Mimo wielu nawiązań do serii Dark Souls, najnowsza gra akcji studia Shift będzie miała własny pierwiastek twórczy. Zmusi graczy do szybszej reakcji i udostępni o wiele więcej swobody w ramach rozgrywki, czy też personalizacji własnej postaci.
Kolejna część Dark Souls zbyt szybko nie pojawi się na naszych blaszakach. Jednak na horyzoncie zabłysła iskierka nadziei, która zwiastuje równie interesującą grę akcji. Mowa tu o Code Vein autorów serii God Eater. Czas oczekiwania na jej premierę ma osłodzić nowa paczka screenów.
Powołując się na zdjęcia z gry i zapewnienia twórców, Code Vein rozpoczniemy od rozkosznej personalizacji naszego bohatera. Pod kontrolą będziemy mieć jego wygląd, głos, a nawet jego system walki. Jak widać po materiałach, w grze będziemy mogli poruszać się zarówno japońskim samcem alfa, jak i drobnymi kobitkami o wielkich atutach.

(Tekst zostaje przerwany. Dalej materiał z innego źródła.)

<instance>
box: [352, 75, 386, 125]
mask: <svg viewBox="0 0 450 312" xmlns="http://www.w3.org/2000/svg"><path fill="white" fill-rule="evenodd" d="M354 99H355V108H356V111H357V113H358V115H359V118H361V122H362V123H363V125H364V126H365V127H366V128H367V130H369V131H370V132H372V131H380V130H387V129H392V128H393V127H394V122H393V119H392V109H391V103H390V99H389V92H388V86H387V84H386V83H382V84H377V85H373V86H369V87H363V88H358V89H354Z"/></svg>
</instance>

A propos bojowych umiejętności, Code Vein ma oferować szeroką dowolność rozgrywania walk. Na uwadze trzeba mieć jednak poziom staminy oraz posoki wpływające na efektywność działania w trakcie pojedynków z krwiożerczymi bestiami. W nagłych sytuacjach możemy polegac nie tylko na swoich manualnych umiejętnościach, ale także na „systemie skupienia”, zwiększającym zdolności postaci w bitwie.

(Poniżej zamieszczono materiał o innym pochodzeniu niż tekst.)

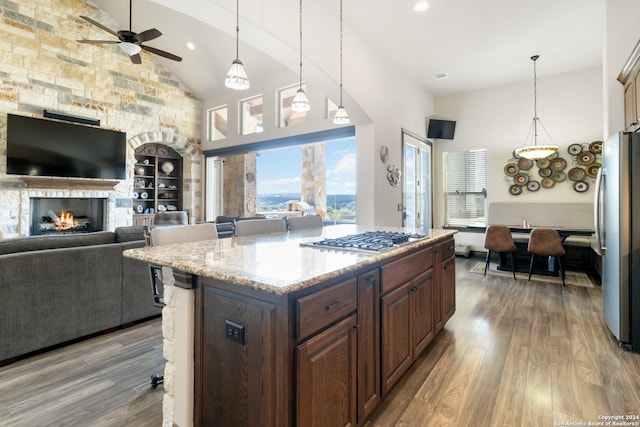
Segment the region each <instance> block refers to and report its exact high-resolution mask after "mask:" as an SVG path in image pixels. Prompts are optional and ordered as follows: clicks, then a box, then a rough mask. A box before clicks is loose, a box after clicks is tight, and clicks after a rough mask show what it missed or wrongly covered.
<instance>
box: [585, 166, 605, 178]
mask: <svg viewBox="0 0 640 427" xmlns="http://www.w3.org/2000/svg"><path fill="white" fill-rule="evenodd" d="M601 166H602V165H601V164H600V163H591V164H590V165H589V166H587V175H589V177H590V178H595V177H597V176H598V169H600V167H601Z"/></svg>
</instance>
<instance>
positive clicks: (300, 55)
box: [300, 0, 302, 89]
mask: <svg viewBox="0 0 640 427" xmlns="http://www.w3.org/2000/svg"><path fill="white" fill-rule="evenodd" d="M300 89H302V0H300Z"/></svg>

Jeśli screeny są dla Was niewystarczające, mamy jeszcze kilkunastominutowy materiał wideo, który przedstawia eksplorację świata i dynamikę walki w duecie. Może jest to zdanie wyciągnięte zbyt pochopnie, ale nam Code Vein przypomina intrygujący miks Dark Soulsa z Final Fantasy. Jak myślicie, coś z tego będzie?